Stand Up To Cancer and Prostate Cancer Foundation announce new ‘dream team’

Stand Up To Cancer (SU2C) and the Prostate Cancer Foundation (PCF), along with the American Association for Cancer Research (AACR), SU2C’s scientific partner, announced the formation of a new Dream Team dedicated to prostate cancer research.

Dr. Arul M. Chinnaiyan of the Comprehensive Cancer Center and Dr. Charles L. Sawyers of Memorial Sloan-Kettering Cancer Center will lead the Dream Team project titled “Precision Therapy for Advanced Prostate Cancer.” The Dream Team scientists are drawn from five leading prostate cancer clinical research centers in Ann Arbor, New York, Boston, Seattle and London.

The SU2C-PCF Prostate Dream Team Translational Cancer Research Grant will provide funding of $10 million over a three-year period for a seven-center project including both clinical centers and two research infrastructure sites that will address therapeutic interventions for advanced prostate cancer, with special emphasis on metastatic disease, and deliver near-term patient benefit through investigation by a multidisciplinary, multi-institutional, synergistic Dream Team of expert investigators.

Prostate cancer is the second most common cause of death for men in the United States. According to PCF, one man dies every 18 minutes from this disease. In addition, a new case occurs every 2.4 minutes. More than 2 million American men are currently living with prostate cancer and more than 16 million men are affected worldwide.

“Through this unique partnership with PCF, we will focus critically needed research on advanced prostate cancer,” says Sherry Lansing, one of SU2C’s co-founders. “Our collective goal is to produce personalized treatment approaches that will begin to benefit patients in the next few years.”

“We are excited to announce and fund this Dream Team in partnership with Stand Up To Cancer. Healthy competition for the prestigious research award brought out tremendous innovation — well beyond what the National Cancer Institute or Department of Defense is currently funding,” says Dr. Jonathan Simons, president and CEO of the Prostate Cancer Foundation. “We are highly confident that the cross-institutional teams of researchers led by Drs. Chinnaiyan and Sawyers will significantly fast-forward actionable therapeutic sciences for men with treatment-resistant metastatic prostate cancer.”

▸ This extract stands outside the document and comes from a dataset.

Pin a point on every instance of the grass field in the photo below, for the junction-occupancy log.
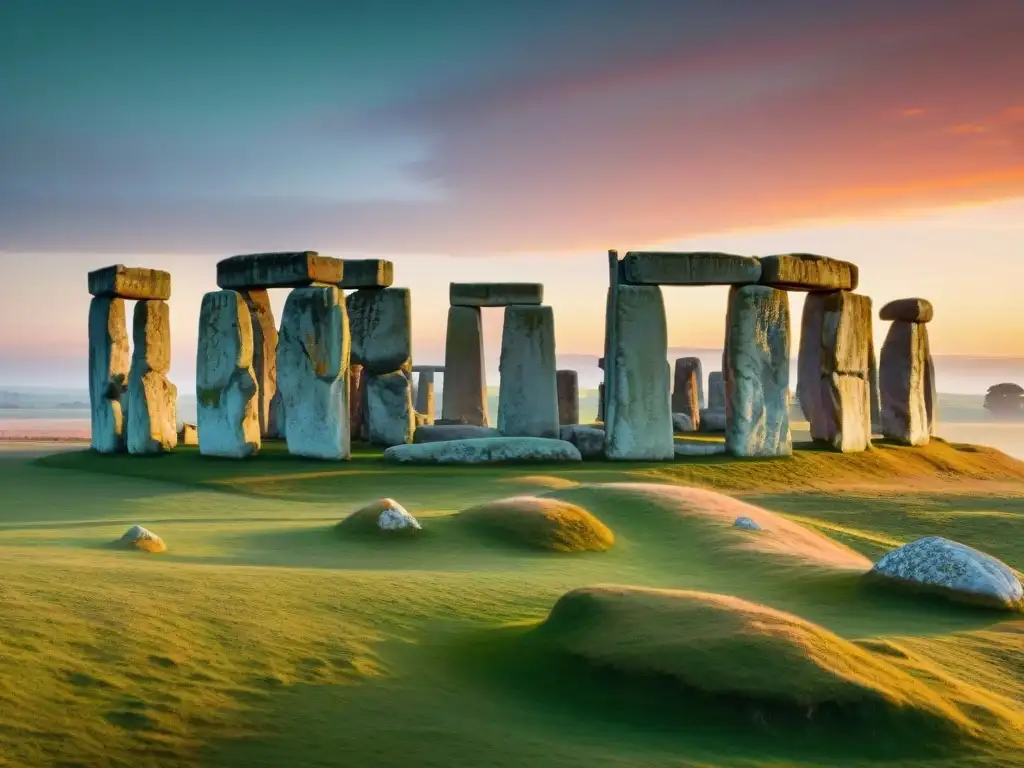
(264, 636)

Chinnaiyan is a clinical pathologist and investigator at the Howard Hughes Medical Institute, S.P. Hicks endowed professor of pathology and professor of urology at the Medical School, and an American Cancer Society research professor. He also serves as the inaugural director of the Michigan Center for Translational Pathology. The Chinnaiyan laboratory has focused on functional genomic, proteomic, metabolomic and bioinformatic approaches to study cancer for the purposes of understanding tumor biology, as well as to discover clinical biomarkers. Chinnaiyan also has been the recipient of PCF career-development funding and research awards since 2001.

Chinnaiyan’s lab was the first to identify a gene fusion that occurs in half of all prostate cancers. This finding is the basis for the research that will be done as part of this new grant.

“Utilizing this Dream Team grant, we will be able to bring together great scientists and clinicians from around the world to join in the fight against metastatic prostate cancer. We hope this unique model of research will lead to patient benefit in the short term,” Chinnaiyan says.

Sawyers is chair of the Human Oncology and Pathogenesis Program at Memorial Sloan-Kettering Cancer Center in New York, and a Howard Hughes Medical Institute investigator. Additionally, he is a professor in the cell and developmental biology program and the department of medicine at the Joan and Sanford Weill Graduate School of Medical Sciences of Cornell University, also in New York. Sawyers’ PCF-funded research in prostate cancer molecular pharmacology defined upregulation of androgen receptor signaling as the primary mechanism of resistance to hormone therapy, resulting in the discovery of the antiandrogen MDV3100 that was recently shown to prolong survival in men with metastatic prostate cancer. Sawyers has been a recipient of PCF research award support since 1996.